Nicardipine + inhaled anesthetic → can cause additive or synergistic hypotensive effects, the anesthetic also inhibits the increase in heart rate due to baroreceptor reflex associated with peripheral vasodilators.
Competitive neuromuscular blocking agents: Like other calcium channel blockers, increases neuromuscular blockade.
Pregnant women:
Limited pharmacokinetic data indicate that intravenous nicardipine does not accumulate; The drug rarely crosses the placental barrier. In clinical practice, use of nicardipine during the first 6 months of pregnancy in a small number of pregnancies has not so far demonstrated any special effects on teratogenicity or fetotoxicity. Use of nicardipine for the treatment of severe preeclampsia during the third trimester of pregnancy may have the potential to induce uterine contractions that may interfere with spontaneous labour. Breastfeeding:
Nicardipine and its metabolites are excreted in human milk at very low concentrations. Not enough information is available on the effects of nicardipine in neonates/breastfeeding infants. Nicardipine should not be used during breastfeeding.

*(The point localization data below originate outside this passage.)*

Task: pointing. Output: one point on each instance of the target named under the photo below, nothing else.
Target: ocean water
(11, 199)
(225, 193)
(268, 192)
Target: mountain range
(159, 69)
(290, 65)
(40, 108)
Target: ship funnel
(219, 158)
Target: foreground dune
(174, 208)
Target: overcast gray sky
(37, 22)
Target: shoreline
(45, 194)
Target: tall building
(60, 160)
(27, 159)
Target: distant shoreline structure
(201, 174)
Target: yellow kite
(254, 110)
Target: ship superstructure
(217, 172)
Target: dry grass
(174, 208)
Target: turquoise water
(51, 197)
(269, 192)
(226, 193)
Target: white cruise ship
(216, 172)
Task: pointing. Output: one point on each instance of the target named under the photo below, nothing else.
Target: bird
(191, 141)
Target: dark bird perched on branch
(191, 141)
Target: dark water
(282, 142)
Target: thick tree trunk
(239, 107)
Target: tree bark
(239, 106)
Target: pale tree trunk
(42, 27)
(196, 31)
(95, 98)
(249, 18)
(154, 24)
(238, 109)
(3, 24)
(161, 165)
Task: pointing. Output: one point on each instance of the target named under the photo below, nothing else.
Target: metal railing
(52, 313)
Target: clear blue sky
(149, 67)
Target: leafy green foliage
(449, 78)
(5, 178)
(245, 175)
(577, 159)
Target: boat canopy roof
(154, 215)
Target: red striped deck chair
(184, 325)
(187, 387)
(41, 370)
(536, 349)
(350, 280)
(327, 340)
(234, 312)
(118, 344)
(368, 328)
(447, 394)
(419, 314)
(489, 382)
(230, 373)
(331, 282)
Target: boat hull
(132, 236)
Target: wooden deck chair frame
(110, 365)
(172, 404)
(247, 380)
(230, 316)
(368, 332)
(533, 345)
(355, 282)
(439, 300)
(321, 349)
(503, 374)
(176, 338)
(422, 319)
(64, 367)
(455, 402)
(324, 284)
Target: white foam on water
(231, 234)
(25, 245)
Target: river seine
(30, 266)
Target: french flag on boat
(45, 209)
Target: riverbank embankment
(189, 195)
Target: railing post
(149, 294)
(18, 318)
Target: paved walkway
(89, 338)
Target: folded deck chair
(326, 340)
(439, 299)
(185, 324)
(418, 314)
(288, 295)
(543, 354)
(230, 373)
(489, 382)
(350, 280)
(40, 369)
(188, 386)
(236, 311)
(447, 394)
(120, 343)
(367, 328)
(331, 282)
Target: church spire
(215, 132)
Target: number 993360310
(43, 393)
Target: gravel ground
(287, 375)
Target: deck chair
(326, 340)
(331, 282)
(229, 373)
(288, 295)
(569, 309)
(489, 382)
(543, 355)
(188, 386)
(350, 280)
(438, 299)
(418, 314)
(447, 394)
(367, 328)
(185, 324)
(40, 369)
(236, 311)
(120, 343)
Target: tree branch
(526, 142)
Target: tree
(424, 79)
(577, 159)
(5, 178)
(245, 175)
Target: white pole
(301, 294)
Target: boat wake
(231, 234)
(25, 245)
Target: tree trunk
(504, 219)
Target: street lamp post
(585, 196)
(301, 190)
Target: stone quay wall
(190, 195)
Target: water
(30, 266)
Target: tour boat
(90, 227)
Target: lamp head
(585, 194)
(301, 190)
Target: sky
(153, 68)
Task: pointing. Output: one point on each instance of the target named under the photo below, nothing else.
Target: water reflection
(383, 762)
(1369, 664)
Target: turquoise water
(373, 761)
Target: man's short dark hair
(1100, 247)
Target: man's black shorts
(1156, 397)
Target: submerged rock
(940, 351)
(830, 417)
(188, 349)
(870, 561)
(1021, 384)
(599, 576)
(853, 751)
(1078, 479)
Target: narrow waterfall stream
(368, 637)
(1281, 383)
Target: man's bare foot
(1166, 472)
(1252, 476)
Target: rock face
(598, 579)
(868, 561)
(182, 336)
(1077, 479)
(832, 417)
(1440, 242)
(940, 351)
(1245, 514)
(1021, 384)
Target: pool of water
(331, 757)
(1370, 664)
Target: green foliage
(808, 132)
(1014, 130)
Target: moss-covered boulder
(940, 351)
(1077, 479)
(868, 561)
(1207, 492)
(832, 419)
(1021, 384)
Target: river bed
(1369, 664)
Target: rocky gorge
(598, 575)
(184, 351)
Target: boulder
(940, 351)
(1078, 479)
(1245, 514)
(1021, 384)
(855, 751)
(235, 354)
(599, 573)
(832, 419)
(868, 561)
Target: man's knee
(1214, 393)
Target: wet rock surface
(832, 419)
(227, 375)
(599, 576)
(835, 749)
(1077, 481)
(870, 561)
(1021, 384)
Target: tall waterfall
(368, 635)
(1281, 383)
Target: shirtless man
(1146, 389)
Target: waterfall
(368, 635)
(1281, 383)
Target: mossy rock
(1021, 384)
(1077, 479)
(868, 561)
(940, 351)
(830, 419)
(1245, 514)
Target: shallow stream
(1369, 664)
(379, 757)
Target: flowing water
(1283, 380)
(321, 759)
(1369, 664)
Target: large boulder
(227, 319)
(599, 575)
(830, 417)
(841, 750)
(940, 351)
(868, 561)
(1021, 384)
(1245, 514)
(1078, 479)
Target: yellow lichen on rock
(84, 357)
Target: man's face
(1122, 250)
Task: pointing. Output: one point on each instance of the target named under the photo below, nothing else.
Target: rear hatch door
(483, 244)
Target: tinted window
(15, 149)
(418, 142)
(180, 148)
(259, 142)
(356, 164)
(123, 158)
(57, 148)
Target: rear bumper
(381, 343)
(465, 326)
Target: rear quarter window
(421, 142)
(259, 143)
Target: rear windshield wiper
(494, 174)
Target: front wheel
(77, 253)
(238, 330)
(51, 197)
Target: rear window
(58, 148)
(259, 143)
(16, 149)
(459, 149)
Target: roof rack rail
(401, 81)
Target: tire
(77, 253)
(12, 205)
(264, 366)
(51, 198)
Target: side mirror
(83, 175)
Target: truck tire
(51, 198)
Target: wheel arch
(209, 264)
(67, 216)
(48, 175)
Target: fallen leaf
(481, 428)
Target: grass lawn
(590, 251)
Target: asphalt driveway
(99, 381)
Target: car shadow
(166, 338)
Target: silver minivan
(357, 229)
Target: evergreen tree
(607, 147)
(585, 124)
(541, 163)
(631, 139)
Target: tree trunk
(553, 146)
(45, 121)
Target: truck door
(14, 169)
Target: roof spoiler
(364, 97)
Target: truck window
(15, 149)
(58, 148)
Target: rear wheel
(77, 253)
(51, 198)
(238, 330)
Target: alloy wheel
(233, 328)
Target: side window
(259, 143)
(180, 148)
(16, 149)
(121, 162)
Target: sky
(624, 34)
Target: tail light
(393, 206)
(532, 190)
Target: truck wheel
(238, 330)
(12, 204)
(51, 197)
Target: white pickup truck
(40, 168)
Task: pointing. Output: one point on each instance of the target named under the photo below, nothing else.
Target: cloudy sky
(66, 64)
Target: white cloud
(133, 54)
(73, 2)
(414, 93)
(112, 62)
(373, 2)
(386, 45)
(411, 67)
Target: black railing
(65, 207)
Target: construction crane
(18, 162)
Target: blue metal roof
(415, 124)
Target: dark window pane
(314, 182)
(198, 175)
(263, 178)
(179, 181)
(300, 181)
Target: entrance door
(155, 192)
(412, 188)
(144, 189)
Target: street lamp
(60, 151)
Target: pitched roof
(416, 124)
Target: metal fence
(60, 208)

4. Note when taking Nicardipine 10mg/10ml
Patients with heart failure Patients with ischemic cardiovascular disease Pregnant women Patients with a history of liver dysfunction or liver failure. Patients with portal hypertension Patients with pre-existing raised intracranial pressure Patients with cerebrovascular accident Caution when combined with beta-blockers Injection site reactions Children
5. Nicardipine 10mg/10ml side effects
Due to excessive calcium inhibition causes slower heart rate, atrioventricular block, no systole, congestive heart failure, possibly cardiac arrest. Excessive vasodilation: hypotension, flushing, peripheral edema, pulmonary edema. Causes reflex tachycardia: possible dizziness. Gastrointestinal disturbances: vomiting, constipation or diarrhea.